İstanbul, her mevsimde farklı duygular eşliğinde yeni keşifler vadeder. Sonbaharın tadı ise başkadır bu kentin sokaklarında. Bir cadde, bir sokak, bir kubbe, bir minare, bir orman, bir çiçek dalı yahut arada göze çarpan deniz manzarası… Hepsi bir sonbahar resminde, aynı hayatın farklı renklere bürünmüş parçalarıdır artık. Kurumuş yapraklar altında bir eski zaman düşü kurdurur bu manzaralar. Adımlarınız devam ettikçe, tatlı bir hüzün kol gezer tanıdık sokaklarda. Şimdi, o manzaraların ardından yola düşüyoruz.
Haliç Kıyılarında
Zaman gelip çattığında İstanbul’a sonbahar renkleri hakim olur. Hazan mevsiminin serin sabahlarında, hatıralar eşlik eder yavaş adımlara. O adımlar sizi bazen Zeyrek’e sürükler. Soluk pembe evlerin arasında, eski bir terzi dükkânı çıkar aniden karşınıza. Halen sepetlerin sarkıtıldığı bakkalları, birbirlerini tanıyan sakinleri ve dükkân önlerine oturup sohbet eden esnafları gülümser bir merhaba karşılığında. Tarihi, 12. Yüzyıl Bizans dönemine uzanan Molla Zeyrek Camii’nin önündeki kafeden puslu manzaralara bakarken, eski İstanbul canlanır bir anda gözlerinizin önünde. Sol taraftaki, yıllara göğüs germiş ahşap cumbalı evin kedisi, muhtemelen yine pencere pervazından dışarıyı seyrediyordur. Ara Güler’in yaşamı boyunca fotoğrafladığı o dar sokaklarda ilerlerken, bir sonbahar resmi olur Zeyrek o anda. Tarihi Valens Su Kemeri’nin yanı başından geçip de seslerin ve kokuların birbirini kovaladığı Zeyrek Kadınlar Pazarı’na varana dek, güz sessizliğine teslim olunur o sakin, sepya tonundaki sokaklarda.
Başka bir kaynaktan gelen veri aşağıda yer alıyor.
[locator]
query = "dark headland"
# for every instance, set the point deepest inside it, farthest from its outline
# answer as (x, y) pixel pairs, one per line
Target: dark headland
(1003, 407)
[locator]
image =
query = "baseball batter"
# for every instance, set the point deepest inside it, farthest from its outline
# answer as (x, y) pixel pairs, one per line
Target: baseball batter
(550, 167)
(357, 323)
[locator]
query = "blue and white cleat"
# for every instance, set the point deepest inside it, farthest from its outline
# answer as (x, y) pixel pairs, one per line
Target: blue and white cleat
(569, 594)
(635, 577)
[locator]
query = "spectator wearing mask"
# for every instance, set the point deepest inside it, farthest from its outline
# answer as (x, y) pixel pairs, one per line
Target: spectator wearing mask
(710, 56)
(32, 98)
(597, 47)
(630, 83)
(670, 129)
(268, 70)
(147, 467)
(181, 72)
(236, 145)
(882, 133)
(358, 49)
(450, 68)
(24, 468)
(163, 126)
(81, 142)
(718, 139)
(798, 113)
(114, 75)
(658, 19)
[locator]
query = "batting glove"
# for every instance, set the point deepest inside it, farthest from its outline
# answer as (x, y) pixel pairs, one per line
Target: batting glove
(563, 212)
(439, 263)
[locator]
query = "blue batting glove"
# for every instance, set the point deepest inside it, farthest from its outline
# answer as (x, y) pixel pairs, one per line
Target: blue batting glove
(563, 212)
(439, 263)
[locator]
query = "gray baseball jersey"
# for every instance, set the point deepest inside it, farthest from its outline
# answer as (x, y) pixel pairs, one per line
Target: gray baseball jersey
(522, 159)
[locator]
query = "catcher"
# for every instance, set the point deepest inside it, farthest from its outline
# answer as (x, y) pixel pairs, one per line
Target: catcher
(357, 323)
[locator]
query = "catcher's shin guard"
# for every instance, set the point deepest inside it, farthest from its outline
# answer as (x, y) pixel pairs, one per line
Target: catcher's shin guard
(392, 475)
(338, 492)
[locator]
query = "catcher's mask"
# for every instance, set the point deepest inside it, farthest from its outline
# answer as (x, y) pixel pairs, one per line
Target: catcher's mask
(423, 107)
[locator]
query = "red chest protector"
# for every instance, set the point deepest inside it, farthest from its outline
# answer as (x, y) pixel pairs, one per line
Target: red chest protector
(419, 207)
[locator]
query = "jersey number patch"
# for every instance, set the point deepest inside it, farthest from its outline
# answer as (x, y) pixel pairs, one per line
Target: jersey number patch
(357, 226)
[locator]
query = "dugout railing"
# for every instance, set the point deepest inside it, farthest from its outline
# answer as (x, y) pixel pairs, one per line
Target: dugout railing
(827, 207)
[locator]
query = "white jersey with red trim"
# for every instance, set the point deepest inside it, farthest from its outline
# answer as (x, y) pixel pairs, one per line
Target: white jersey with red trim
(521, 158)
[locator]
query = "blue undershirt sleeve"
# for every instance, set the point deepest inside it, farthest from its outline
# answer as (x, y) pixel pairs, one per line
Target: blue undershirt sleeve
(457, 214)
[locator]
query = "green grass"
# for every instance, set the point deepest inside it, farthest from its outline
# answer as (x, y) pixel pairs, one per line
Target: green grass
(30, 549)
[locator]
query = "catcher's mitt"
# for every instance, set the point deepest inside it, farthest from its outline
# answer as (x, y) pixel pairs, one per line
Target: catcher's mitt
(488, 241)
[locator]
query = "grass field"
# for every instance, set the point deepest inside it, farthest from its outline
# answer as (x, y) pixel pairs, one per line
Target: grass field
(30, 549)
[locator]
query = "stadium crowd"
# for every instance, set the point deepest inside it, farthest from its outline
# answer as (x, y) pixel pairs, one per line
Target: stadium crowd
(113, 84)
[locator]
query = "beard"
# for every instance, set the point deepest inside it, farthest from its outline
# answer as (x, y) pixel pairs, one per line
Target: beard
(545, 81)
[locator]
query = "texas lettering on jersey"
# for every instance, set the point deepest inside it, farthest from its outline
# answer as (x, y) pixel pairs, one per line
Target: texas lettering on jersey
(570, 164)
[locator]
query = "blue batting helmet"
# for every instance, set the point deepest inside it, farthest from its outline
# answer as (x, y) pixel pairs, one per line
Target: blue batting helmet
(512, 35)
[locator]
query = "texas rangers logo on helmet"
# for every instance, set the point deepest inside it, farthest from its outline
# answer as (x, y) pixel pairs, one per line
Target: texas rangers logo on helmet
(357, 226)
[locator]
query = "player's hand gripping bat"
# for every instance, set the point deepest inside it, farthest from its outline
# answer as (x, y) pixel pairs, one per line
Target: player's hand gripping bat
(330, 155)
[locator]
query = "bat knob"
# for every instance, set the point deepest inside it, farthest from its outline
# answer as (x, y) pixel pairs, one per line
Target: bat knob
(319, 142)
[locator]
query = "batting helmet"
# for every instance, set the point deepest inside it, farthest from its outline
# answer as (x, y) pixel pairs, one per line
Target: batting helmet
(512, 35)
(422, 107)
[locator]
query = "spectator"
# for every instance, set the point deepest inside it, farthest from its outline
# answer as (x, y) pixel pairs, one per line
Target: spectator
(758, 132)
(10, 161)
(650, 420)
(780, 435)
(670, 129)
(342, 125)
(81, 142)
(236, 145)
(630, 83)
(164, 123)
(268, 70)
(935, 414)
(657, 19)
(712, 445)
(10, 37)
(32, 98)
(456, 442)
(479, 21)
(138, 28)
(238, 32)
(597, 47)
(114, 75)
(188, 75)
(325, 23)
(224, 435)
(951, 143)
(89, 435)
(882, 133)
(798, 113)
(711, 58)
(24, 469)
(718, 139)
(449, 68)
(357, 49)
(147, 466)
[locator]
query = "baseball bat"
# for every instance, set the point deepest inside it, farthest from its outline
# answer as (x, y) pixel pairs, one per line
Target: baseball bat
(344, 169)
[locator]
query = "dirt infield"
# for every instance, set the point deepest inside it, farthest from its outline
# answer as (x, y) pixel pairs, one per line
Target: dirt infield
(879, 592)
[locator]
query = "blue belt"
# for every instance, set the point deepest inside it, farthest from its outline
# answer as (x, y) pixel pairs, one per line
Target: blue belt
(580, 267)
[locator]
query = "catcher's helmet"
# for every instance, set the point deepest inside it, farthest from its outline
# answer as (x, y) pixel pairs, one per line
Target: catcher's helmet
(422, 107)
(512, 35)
Sisli bir öğleden sonra Haliç’in suları ürperir, dalgaları döven balıkçı tekneleri salınarak yanaşır kıyılara. Haliç’in kanatları ardına gizlenmiş Fener ve Balat, iskeleye yaklaştıkça Gritchenko’nun suluboya resimlerini andırır. Yıldırım Caddesi’nde sesler iyice artar. Kendine has, tatlı hengâmesini haykıran o sokakta, sonbahar renklerine kavuşmuş asma yaprakları hışırdar durur üzerimizde. Nükteli tekerlemeleriyle simit satan mahalleli İsmail Amca’nın çıtır simitlerine hayır demek imkânsızdır. Vodina’dan başlayıp Leblebiciler Sokak’a yürürken, her adımda çıtırdayan yapraklar, camları buhar yapmış çay ocakları ve havalar iyiden iyiye soğumadan top peşinde koşarak sokakların tadını çıkarmaya çalışan çocuklar eşlik eder bu yolculuğa. Kırkambar Sokağı’nın köşesine konumlanmış, ‘yuvarlak kahve’ lakaplı mekanda soluklanmanın vaktidir artık. Burada olur da Şaban Bey ile karşılaşırsanız, madalya kazandığı güreşçilik yıllarından bahsedecektir size. Bir de Balat’ta Rum komşularıyla mutlu mesut yaşadıkları o eski çocukluk günlerinden. Bu geleneksel kahvedeyken, tıpkı zaman gibi buğulu pencereleri ardında akıp giden hayat da sanki hep yavaştır. Ve o yavaşlığın ortasında sıcacık gelen çayın kekremsi tadı, her zamankinden daha lezzetli gelir insana.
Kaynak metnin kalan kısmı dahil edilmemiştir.